This is the most succinct comment I have encountered on how people think about
non-differentiability in deep learning.

This helped me reconcile my experiences with the deep learning paradigm. Thank
you.

You see, in the numerical optimization of general mathematical models (e.g.
where the model is a general nonlinear -- often nonconvex -- system of
equations and constraints), you often _do_ hit non-differentiable points by
chance. This is why in mathematical modeling one is taught various techniques
to promote model convergence. For instance, a formulation like x/y = k is
reformulated as x = k * y to avoid division by zeros in y during iteration
(even if the final value of y is nonzero) and to avoid any nonsmoothness
(max(), min(), abs() functions for instance are replaced with "smooth"
approximations). In a general nonlinear/noconvex model, when you encounter
non-differentiability, you are liable to lose your descent direction and often
end up losing your way (sometimes ending up with an infeasible solution).

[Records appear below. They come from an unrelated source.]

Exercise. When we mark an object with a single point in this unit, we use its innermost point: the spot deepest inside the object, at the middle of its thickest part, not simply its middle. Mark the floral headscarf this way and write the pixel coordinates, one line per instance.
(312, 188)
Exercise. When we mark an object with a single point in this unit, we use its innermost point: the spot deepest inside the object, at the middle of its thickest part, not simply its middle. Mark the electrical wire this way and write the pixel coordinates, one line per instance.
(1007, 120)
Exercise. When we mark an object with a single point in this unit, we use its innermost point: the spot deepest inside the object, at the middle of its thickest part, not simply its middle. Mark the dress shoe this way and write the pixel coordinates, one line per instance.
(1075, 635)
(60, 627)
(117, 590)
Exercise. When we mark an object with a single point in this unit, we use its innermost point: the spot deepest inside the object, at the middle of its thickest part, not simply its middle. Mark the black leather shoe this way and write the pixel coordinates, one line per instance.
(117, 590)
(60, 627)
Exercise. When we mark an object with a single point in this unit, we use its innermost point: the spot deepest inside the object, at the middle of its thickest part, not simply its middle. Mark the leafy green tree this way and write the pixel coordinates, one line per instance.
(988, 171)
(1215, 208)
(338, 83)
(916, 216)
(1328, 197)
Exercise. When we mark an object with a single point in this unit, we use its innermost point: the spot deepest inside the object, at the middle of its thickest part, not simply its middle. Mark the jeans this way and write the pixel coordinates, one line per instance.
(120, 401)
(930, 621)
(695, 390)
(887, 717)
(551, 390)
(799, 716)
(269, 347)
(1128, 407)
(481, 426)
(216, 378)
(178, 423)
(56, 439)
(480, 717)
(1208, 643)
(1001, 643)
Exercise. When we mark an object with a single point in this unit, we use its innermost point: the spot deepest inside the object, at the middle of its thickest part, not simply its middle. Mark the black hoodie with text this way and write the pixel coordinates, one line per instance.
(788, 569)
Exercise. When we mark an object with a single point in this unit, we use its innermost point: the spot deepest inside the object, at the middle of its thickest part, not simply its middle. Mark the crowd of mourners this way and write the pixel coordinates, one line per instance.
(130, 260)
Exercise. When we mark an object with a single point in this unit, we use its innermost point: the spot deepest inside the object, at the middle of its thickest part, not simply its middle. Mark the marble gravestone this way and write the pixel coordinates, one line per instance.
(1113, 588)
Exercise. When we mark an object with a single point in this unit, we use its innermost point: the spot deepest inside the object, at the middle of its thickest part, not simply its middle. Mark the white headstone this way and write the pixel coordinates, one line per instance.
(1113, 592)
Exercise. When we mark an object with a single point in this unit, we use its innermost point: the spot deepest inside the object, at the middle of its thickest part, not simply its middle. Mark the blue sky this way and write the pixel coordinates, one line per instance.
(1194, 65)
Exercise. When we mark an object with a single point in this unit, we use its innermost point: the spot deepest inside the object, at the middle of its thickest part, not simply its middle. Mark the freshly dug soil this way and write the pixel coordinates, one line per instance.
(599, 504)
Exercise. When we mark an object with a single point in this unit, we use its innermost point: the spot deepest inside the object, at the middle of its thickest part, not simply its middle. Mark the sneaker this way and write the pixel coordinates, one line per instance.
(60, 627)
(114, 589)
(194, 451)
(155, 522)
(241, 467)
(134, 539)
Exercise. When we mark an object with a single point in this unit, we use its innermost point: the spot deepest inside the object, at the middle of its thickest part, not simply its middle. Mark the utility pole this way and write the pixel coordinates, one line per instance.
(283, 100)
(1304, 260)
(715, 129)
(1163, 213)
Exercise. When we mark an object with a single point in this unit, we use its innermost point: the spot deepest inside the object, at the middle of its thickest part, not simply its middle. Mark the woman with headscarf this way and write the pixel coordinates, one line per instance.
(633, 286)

However it seems to me that the deep learning problem is an unconstrained
optimization problem with chained basis functions (ReLU), so the chances of
this happening is slighter and subgradients provide a recovery method so the
algorithm can gracefully continue.

This is often not the experience for general nonlinear models, but I guess
deep learning problems have a special form that lets you get away with it.
This is very interesting.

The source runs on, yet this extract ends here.